Entropy dissipation via Information Gamma calculus: Non-reversible stochastic differential equations

TL;DR

This paper develops explicit bounds for exponential convergence of certain non-gradient stochastic differential equations to their invariant distributions using an extended Gamma calculus approach in Wasserstein space.

Contribution

It introduces a novel Fisher information induced Gamma calculus for non-gradient drifts and derives explicit dissipation bounds and non-reversible Poincaré inequalities.

Findings

Derived explicit exponential dissipation bounds.

Extended Gamma calculus to non-gradient SDEs.
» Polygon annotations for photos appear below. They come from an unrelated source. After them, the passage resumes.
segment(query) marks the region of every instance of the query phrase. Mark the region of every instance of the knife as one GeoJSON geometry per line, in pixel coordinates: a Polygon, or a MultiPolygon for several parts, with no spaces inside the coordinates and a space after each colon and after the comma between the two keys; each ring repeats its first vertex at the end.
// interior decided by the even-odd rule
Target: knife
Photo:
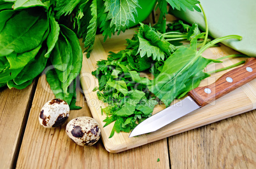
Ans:
{"type": "Polygon", "coordinates": [[[198,109],[256,78],[256,58],[222,75],[215,83],[197,87],[184,99],[147,118],[135,127],[129,137],[155,132],[198,109]]]}

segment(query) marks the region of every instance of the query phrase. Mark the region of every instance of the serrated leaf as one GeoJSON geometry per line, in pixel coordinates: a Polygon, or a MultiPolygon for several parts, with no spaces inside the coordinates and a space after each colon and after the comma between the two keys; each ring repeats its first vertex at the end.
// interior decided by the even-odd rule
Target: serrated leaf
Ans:
{"type": "Polygon", "coordinates": [[[61,15],[69,15],[81,0],[57,0],[54,10],[57,11],[56,17],[59,18],[61,15]]]}
{"type": "Polygon", "coordinates": [[[17,0],[14,3],[13,9],[16,10],[35,6],[43,6],[46,10],[49,8],[49,6],[43,3],[40,0],[17,0]]]}
{"type": "Polygon", "coordinates": [[[139,46],[137,54],[139,53],[141,57],[146,54],[148,57],[153,55],[154,60],[160,60],[164,58],[165,55],[171,55],[175,49],[152,27],[143,24],[141,24],[138,37],[139,46]]]}
{"type": "Polygon", "coordinates": [[[197,11],[201,11],[200,8],[196,4],[200,3],[197,0],[166,0],[170,4],[171,7],[178,10],[183,10],[186,11],[187,9],[190,11],[194,11],[195,9],[197,11]]]}

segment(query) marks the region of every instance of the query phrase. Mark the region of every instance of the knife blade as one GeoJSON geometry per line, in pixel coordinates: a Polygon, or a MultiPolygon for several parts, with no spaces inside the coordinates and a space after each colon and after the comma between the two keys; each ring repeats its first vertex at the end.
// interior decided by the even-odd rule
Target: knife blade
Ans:
{"type": "Polygon", "coordinates": [[[250,58],[244,65],[227,72],[215,83],[191,90],[183,100],[144,120],[132,130],[129,137],[155,132],[255,78],[256,58],[250,58]]]}

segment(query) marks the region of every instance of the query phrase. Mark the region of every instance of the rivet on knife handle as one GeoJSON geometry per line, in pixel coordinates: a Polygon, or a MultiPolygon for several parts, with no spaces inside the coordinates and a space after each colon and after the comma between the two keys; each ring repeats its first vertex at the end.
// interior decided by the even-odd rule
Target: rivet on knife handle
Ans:
{"type": "Polygon", "coordinates": [[[244,65],[225,73],[215,83],[191,90],[188,96],[203,107],[255,78],[256,58],[250,58],[244,65]]]}

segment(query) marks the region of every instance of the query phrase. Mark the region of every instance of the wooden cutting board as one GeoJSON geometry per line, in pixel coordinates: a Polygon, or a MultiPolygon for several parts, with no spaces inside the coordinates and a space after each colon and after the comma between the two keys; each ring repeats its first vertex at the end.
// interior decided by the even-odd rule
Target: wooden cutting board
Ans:
{"type": "MultiPolygon", "coordinates": [[[[106,115],[104,113],[102,115],[101,107],[106,105],[98,100],[97,92],[92,91],[94,87],[98,86],[98,81],[92,75],[91,72],[96,70],[97,61],[107,58],[109,51],[118,52],[125,49],[125,39],[131,39],[136,30],[136,29],[126,30],[125,33],[121,33],[119,36],[111,37],[105,43],[103,43],[103,36],[98,35],[96,38],[94,50],[91,53],[90,57],[87,58],[85,55],[83,55],[83,65],[80,72],[81,85],[92,115],[100,124],[101,138],[106,149],[109,152],[118,152],[125,151],[256,108],[256,79],[254,79],[211,104],[180,118],[157,132],[132,138],[129,138],[129,133],[115,133],[112,138],[108,139],[114,123],[103,128],[104,123],[103,121],[105,119],[106,115]]],[[[81,43],[81,46],[82,46],[83,44],[81,43]]],[[[203,56],[206,58],[217,58],[237,53],[238,53],[237,51],[222,44],[219,47],[207,50],[203,53],[203,56]]],[[[226,59],[223,60],[223,63],[209,65],[206,70],[218,69],[232,65],[242,60],[245,58],[226,59]]],[[[211,77],[204,79],[200,86],[214,83],[221,75],[227,71],[213,74],[211,77]]],[[[162,106],[157,106],[154,109],[153,114],[163,109],[164,107],[162,106]]]]}

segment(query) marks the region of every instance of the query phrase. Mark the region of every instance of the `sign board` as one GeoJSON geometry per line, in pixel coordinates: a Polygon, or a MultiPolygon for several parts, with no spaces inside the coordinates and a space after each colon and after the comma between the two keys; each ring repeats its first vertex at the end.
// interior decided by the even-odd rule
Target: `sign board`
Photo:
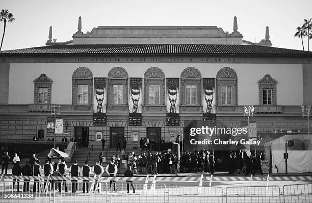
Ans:
{"type": "Polygon", "coordinates": [[[138,142],[139,141],[139,133],[132,133],[132,141],[134,142],[138,142]]]}
{"type": "Polygon", "coordinates": [[[96,141],[101,141],[102,139],[102,132],[96,132],[96,141]]]}
{"type": "Polygon", "coordinates": [[[63,119],[56,118],[55,119],[55,134],[63,134],[63,119]]]}
{"type": "Polygon", "coordinates": [[[263,161],[261,162],[261,169],[262,172],[264,173],[269,173],[270,169],[269,168],[269,162],[267,161],[263,161]]]}
{"type": "Polygon", "coordinates": [[[170,142],[174,142],[175,141],[175,133],[174,132],[170,132],[170,142]]]}

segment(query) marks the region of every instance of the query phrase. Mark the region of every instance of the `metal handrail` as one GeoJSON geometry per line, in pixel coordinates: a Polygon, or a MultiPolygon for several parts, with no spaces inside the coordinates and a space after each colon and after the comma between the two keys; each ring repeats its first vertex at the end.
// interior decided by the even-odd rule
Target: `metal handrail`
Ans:
{"type": "Polygon", "coordinates": [[[89,150],[89,153],[88,153],[88,155],[87,156],[87,160],[89,161],[89,159],[90,159],[90,157],[91,156],[91,154],[93,151],[93,144],[91,144],[91,146],[89,150]]]}

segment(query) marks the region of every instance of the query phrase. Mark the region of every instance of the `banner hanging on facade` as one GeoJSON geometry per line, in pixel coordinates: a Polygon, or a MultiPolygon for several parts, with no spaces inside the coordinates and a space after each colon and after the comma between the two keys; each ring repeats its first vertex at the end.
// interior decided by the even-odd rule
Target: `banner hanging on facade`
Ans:
{"type": "Polygon", "coordinates": [[[180,125],[179,98],[179,79],[167,78],[167,99],[166,99],[167,106],[167,125],[180,125]]]}
{"type": "Polygon", "coordinates": [[[63,119],[56,118],[55,119],[55,134],[63,134],[63,119]]]}
{"type": "Polygon", "coordinates": [[[142,125],[142,78],[130,78],[129,125],[142,125]]]}
{"type": "Polygon", "coordinates": [[[94,78],[93,125],[106,125],[106,78],[94,78]]]}
{"type": "Polygon", "coordinates": [[[204,125],[216,126],[216,79],[202,79],[202,110],[204,125]]]}
{"type": "Polygon", "coordinates": [[[46,125],[46,133],[54,134],[55,129],[55,123],[54,117],[47,118],[47,124],[46,125]]]}

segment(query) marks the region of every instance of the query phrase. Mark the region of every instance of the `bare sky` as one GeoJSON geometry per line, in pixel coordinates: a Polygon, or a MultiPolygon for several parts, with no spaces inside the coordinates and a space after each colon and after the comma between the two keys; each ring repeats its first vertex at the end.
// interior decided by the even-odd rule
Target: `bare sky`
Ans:
{"type": "MultiPolygon", "coordinates": [[[[11,0],[2,1],[0,9],[15,18],[7,24],[3,50],[45,46],[50,26],[53,39],[71,40],[79,16],[85,33],[99,26],[212,26],[230,33],[235,16],[243,39],[259,42],[268,26],[273,46],[302,50],[295,29],[312,17],[311,0],[11,0]]],[[[304,43],[307,50],[307,39],[304,43]]]]}

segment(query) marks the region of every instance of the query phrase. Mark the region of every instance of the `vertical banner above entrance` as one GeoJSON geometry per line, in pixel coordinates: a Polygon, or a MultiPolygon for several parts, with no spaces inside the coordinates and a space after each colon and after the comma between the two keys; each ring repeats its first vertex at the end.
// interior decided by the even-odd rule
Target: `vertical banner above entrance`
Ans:
{"type": "Polygon", "coordinates": [[[142,125],[142,78],[130,78],[129,125],[142,125]]]}
{"type": "Polygon", "coordinates": [[[106,78],[94,78],[93,125],[106,125],[106,78]]]}
{"type": "Polygon", "coordinates": [[[204,125],[216,126],[216,79],[202,79],[202,117],[204,125]]]}
{"type": "Polygon", "coordinates": [[[167,79],[167,125],[179,126],[180,104],[179,91],[179,79],[175,78],[167,79]]]}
Provided an analytical example with non-reversible Langevin dynamics.

Abstract

We formulate explicit bounds to guarantee the exponential dissipation for some non-gradient stochastic differential equations towards their invariant distributions. Our method extends the connection between Gamma calculus and Hessian operators in $L^2$--Wasserstein space. In details, we apply Lyapunov methods in the space of probabilities, where the Lyapunov functional is chosen as the relative Fisher information. We derive the Fisher information induced Gamma calculus to handle non-gradient drift vector fields. We obtain the explicit dissipation bound in terms of $L_1$ distance and formulate the non-reversible Poincar{\'e} inequality. An analytical example is provided for a non-reversible Langevin dynamic.